Effects of the Invention As described above, according to the optical disc with guide grooves of the present invention, the data recording area is arranged on the land part, and the pits are arranged on the extension line of the pair of guide grooves on both sides of the data recording area. All data recording areas on the unit have a mirror surface. Therefore, the data recording area is expanded, and it becomes possible to continuously record continuous data such as analog audio signals, which conventionally could not be continuously recorded (written) due to the address area.

[Brief explanation of the drawing]

FIG. 1 is a partially enlarged plan view showing pre-address pits on the surface of an optical disk with guide grooves according to the present invention, and FIG. 2 is a graph showing an RFi shape corresponding to the pre-address pits in FIG. 1.
FIG. 3 is a partially enlarged plan view of 16 pairs of bridle pits on the surface of an optical disk with guide grooves according to an embodiment of the present invention;
The figure shows a hexadecimal code table corresponding to the pre-address pit shown in Fig. 3, Fig. 5 is an enlarged perspective view of a cutout part of a conventional optical disc with guide grooves, and Fig. 6 shows pre-address pits on the surface of a conventional optical disc with guide grooves. It is a partially enlarged plan view showing.
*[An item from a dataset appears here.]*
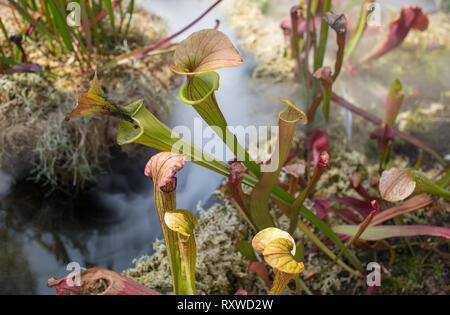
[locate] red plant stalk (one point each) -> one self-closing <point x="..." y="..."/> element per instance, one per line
<point x="321" y="166"/>
<point x="361" y="229"/>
Explanation of symbols of main parts 1...Transparent substrate 2...Guide groove 3...Land portion 4...Briard swivel/soto 5... Recording layer 9... Recorded bi-soto F... Preformat section R... Recording section

Claims (1)

[Claims] An optical disc with a guide groove carrying a recording layer having a land defined by a guide groove extending in the circumferential direction, wherein a data recording area is disposed on the land, and a pair of guide grooves are provided on both sides of the data recording area. 1. An optical disc with a guide groove, characterized in that pre-address pits forming binary pits on the same line in the radial direction of the disc are disposed on an extension line of the guide groove in a plurality of digits in the circumferential direction.